BESMELE

بِسْمِ اللّهِ الرَّحْمـَنِ الرَّحِيمِ

14 Temmuz 2009 Salı

LÛT PEYGAMBER VE KAVMİ

Hud Suresi

LÛT PEYGAMBER VE KAVMİ

Bu kesin ifadenin arkasından ayetler susuyor. Hiç kuşkusuz Hz. İbrahim de susuyor. Hz. "İbrahim ile eşi" sahnesinin perdesi iniyor, arkasından Hz. Lût ile ilgili kalabalık, hareketli, reaksiyonlu sahnenin perdesi açılıyor. Hz. Lût'un soydaşları, Sodom ve Amurî'ye (Gomor) adlı Ürdün şehirlerinde yaşıyorlardı. Okuyoruz:

77- Elçilerimiz Lût'un yanına vardıklarında kaygıya kapıldı, canı sıkıldı ve "bugün, zor bir gündür" dedi.

Hz. Lût, soydaşlarını iyi tanıyor, onların fıtratlarının yakalandığı acayip sapıklığı, şaşırtıcı anormalliği yakından biliyordu. Bu adamlar kadınları bırakmış, gözlerini erkeklere dikmişlerdi.
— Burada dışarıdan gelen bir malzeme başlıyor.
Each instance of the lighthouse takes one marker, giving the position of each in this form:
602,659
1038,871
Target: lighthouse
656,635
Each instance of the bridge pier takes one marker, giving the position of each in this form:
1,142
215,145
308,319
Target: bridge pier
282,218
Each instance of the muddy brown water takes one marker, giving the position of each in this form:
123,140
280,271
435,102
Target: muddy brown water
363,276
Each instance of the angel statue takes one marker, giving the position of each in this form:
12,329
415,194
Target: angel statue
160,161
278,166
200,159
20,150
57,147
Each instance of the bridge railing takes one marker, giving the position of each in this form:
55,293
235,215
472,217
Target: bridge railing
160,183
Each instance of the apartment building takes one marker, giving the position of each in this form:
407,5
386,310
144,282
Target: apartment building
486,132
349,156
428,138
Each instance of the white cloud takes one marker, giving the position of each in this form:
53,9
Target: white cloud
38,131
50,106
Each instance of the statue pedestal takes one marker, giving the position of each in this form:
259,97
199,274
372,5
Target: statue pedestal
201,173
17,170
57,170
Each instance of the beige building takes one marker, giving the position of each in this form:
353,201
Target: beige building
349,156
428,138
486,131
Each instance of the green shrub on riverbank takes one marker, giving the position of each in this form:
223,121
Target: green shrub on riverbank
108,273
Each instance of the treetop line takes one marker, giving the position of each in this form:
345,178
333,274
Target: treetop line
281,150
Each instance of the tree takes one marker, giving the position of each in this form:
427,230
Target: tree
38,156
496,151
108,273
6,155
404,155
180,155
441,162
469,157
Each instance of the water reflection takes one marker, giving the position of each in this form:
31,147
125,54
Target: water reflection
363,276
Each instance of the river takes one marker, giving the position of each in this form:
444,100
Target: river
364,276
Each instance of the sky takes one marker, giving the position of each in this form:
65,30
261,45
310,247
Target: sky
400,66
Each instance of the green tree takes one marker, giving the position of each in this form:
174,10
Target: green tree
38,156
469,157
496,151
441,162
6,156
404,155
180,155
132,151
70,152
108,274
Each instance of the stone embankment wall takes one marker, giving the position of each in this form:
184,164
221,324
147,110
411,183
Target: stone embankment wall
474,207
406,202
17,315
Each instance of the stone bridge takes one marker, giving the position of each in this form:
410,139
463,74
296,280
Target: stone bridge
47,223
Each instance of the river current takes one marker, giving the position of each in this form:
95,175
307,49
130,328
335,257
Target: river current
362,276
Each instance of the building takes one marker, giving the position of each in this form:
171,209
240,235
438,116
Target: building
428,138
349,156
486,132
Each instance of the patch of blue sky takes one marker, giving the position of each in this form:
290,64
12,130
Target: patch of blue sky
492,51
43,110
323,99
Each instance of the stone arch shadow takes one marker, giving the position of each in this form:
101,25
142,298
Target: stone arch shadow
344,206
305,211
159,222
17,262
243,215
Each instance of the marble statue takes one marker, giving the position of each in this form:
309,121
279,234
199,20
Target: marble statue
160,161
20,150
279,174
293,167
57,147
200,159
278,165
Bütün canlıların erkekli-dişili çiftler halinde yaratılmış olmalarındaki hikmetin farkında olan fıtratlarına ters düşmüşlerdi. Oysa yüce Allah'ın dilediği güne kadar insan soyunun devamlılığının sağlanması bu hikmete dayanıyordu. İnsan fıtratı bu ezeli hikmetin sesine uymaktan hep haz duyagelmiştir. Fıtrat bu sese düşünerek-taşınarak değil, içgüdüsel kılavuzluğun doğrultusundan sapmamanın yalın dürtüsü ile kulak veriyordu.

Gerçi insanlık tarihi kişisel düzeyde kalan birtakım patolojik sapmalara ve anormalliklere hep şahit olmuştur. Ama Hz. Lût'un soydaşları olayı acayiptir. Bu olay bize gösteriyor ki, psikolojik hastalıklar, tıpkı bazı organik hastalıklar gibi bulaşıcıdırlar. Herhangi bir toplumda değer ölçülerinin altüst olması sonucunda bu türden bir hastalık yaygınlık kazanabilir; bu yayılmanın başta gelen sebeplerinden biri, sözünü ettiğimiz hasta toplumun kötü örnek oluşturması ve diğer insanlar için kışkırtıcı bir rol oynamasıdır. Anormal davranışın fıtrata ters düşmesine rağmen, bu yayılma gerçekleşebilir. Oysa fıtrata egemen olan yasalar, hayata egemen olan yasaların aynılarıdır. Bu yasalar da hayatın isteklerinin karşılanmasından haz duyulmasını, hayatın gerekleri ile çatışarak ya da bu gerekleri yokederek tatmin aranmaması gerektiğini telkin ederler.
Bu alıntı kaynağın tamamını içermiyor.